I honestly don’t know how we would have made it through the next six months without this time away. It’s like it took us away from the empty house for a while, away from driving by the accident scene every day, away from people we knew, away from dealing with overwhelming issues every day, away from the loneliness and abandonment we felt. It’s hard to explain. We took our grief with us, but secondary issues weren’t constantly in our faces. Being in a place of such beauty gave us a different focus for a while. It physically took us away from looking at certain difficult things (people, places, events) every day.

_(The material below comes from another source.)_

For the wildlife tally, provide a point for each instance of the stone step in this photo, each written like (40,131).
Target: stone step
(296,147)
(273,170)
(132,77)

Joe and Eric had gone back to work the week after the accident. Jenna and I had gone back to school one week after the accident, and were about to start another year the beginning of fall quarter. We had continued on with what we had to do at the time…on top of dealing with Jason’s death and all the surrounding issues. None of us had ever been to Hawaii before, so it gave us something to look forward to.

It almost felt wrong to be taking a “vacation”, particularly without Jason…especially to place where people think, “Ooohhh, ahhhh…Hawaii!!” We really needed a respite, though, to a place of beauty. It was exactly what we needed at the time.